Je passe le ravitaillement sans m'arrêter, il me reste encore de l'eau et Saint-Rome-de-Cernon n'est qu'après la descente. Et quelle descente !
Il y a tout d'abord le passage des lacets qui donne un point de repère puis commence la longue ligne droite entre les chênes, pentue régulièrement, et qui fait mal aux cuisses.
La route rejoint alors la départementale qui nous permet d'entrer dans Saint-Rome. La foulée douloureuse semble néanmoins tourner. Je retrouve ma petite famille au point de ravitaillement, je refais le plein d'eau avec un litre. Cela fait 9h30 de course, il reste 17 km. Je me pose 30 secondes sur le parapet au bord de la route, le temps de faire passer une bouffée de chaleur subite, et une sensation de pas bien. Je vais faire un tour aux toilettes récupérer un peu, j'ai du mal à marcher, je crains le pire. Une soupe m'est proposée, ainsi qu'une table de massage sur laquelle je grimpe, pour me rassurer. Les cuisses sont chargées de toxines et un drainage serait bien plus efficace qu'un massage qui, hélas, ne m'apporte rien. J'essaye de marcher dans la salle de ravitaillement, je n'y arrive plus. Je sens que mon visage entame une grimace et les larmes me montent aux yeux : je ne peux plus marcher.

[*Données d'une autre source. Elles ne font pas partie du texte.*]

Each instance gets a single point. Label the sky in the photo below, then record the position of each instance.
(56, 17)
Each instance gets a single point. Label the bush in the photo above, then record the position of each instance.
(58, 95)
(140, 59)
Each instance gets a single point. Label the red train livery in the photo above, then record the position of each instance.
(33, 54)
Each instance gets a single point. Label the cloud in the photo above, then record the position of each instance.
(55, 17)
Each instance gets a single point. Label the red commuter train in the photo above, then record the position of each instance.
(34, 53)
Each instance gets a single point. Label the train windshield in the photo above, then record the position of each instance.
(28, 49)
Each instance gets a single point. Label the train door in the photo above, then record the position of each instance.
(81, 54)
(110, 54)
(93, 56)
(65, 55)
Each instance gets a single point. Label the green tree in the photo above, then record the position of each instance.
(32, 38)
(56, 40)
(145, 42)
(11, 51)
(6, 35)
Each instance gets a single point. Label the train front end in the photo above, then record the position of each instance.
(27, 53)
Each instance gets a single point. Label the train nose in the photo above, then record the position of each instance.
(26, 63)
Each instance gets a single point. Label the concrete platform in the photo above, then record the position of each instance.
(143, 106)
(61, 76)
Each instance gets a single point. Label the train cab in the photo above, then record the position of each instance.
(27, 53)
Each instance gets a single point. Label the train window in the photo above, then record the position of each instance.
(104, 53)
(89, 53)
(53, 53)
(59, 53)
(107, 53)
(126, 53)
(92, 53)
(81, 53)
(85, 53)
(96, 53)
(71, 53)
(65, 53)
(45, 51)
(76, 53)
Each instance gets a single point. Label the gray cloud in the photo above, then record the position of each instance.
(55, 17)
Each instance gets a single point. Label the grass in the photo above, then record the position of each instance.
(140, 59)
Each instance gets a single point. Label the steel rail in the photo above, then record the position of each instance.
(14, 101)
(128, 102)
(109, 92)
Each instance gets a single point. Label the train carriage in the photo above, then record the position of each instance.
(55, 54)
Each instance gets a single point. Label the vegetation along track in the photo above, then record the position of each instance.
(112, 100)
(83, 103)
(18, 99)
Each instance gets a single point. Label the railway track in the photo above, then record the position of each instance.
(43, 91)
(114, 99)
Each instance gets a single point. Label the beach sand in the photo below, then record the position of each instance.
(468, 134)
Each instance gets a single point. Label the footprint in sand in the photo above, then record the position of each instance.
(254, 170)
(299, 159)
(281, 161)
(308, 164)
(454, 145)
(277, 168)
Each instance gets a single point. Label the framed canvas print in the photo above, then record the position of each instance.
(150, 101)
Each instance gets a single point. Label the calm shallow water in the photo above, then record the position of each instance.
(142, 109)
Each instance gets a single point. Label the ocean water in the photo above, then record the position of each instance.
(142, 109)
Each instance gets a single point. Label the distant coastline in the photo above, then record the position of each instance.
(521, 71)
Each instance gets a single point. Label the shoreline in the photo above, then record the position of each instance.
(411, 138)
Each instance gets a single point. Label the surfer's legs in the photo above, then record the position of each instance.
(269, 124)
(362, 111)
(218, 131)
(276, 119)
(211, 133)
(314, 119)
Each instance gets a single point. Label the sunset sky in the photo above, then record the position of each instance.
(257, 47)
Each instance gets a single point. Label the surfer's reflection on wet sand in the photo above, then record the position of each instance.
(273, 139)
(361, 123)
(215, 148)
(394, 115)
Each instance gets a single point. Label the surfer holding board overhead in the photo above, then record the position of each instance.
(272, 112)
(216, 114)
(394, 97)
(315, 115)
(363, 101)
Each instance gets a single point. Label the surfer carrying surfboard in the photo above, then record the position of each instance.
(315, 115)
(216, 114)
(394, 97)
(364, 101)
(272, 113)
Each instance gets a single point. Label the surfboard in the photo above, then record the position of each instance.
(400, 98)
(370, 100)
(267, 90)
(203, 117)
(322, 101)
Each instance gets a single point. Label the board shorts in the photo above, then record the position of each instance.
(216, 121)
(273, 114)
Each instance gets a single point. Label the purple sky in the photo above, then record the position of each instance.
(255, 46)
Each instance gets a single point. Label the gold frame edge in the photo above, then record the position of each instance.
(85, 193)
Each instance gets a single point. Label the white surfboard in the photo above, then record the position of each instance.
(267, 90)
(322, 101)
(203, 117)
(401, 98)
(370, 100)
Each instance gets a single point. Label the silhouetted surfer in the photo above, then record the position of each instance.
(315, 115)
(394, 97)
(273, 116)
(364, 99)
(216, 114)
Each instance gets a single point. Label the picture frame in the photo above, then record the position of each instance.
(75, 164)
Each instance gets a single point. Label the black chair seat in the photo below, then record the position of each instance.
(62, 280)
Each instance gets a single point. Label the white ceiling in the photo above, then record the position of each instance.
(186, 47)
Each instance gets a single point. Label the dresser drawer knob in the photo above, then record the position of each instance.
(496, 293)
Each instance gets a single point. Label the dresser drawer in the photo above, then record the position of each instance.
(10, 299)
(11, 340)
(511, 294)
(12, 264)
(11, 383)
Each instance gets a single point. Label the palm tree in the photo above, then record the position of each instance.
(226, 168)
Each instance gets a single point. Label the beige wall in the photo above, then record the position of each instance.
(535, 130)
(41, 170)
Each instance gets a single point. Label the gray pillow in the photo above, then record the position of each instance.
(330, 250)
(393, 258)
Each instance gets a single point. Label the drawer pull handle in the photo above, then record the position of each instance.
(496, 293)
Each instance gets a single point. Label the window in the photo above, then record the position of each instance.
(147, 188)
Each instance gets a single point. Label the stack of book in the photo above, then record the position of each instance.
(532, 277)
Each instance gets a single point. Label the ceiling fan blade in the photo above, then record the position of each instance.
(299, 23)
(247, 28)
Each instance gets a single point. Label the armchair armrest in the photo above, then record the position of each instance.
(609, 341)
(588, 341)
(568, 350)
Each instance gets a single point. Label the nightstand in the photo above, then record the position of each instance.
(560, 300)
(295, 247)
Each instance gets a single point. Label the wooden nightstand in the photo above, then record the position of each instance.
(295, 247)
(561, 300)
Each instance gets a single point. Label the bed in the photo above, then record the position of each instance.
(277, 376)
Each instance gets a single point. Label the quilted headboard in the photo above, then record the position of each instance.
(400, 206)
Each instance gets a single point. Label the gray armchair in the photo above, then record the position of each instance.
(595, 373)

Deux minutes avant, j'avais enlevé mon dossard pour le repositionner sur un maillot manche longue avec la tombée de la nuit. Cette fois, j'enlève les épingles pour donner mon dossard à l'organisation. km 83, Millau est terminé, il a commencé avec du coeur, il se termine dans les larmes.
Arrivé à l'hôtel plus tard dans la soirée, je peux faire le bilan de ma course : les pieds vont très bien, aucune ampoule, aucun problème d'ongles. Les tendons ont tenu le coup alors que le mercredi d'avant la course, je terminais de soigner une tendinite du tendon d'Achille. Coté articulation, tout a été parfait puisque ni les chevilles, ni les genoux, ni les hanches n'ont été douloureux dans la course. La chaleur de la journée a été bien digérée, avec casquette blanche et lunettes de soleil. Coté musculaire, les mollets sont en très bon état, sans aucune courbature, seules les cuisses sont "déficientes" avec une accumulation de toxines trop importante pour ce genre d'épreuve.
Je repartirai avec la satisfaction relative d'avoir parcouru deux marathons d'affilée, et de ne mettre pas blessé davantage.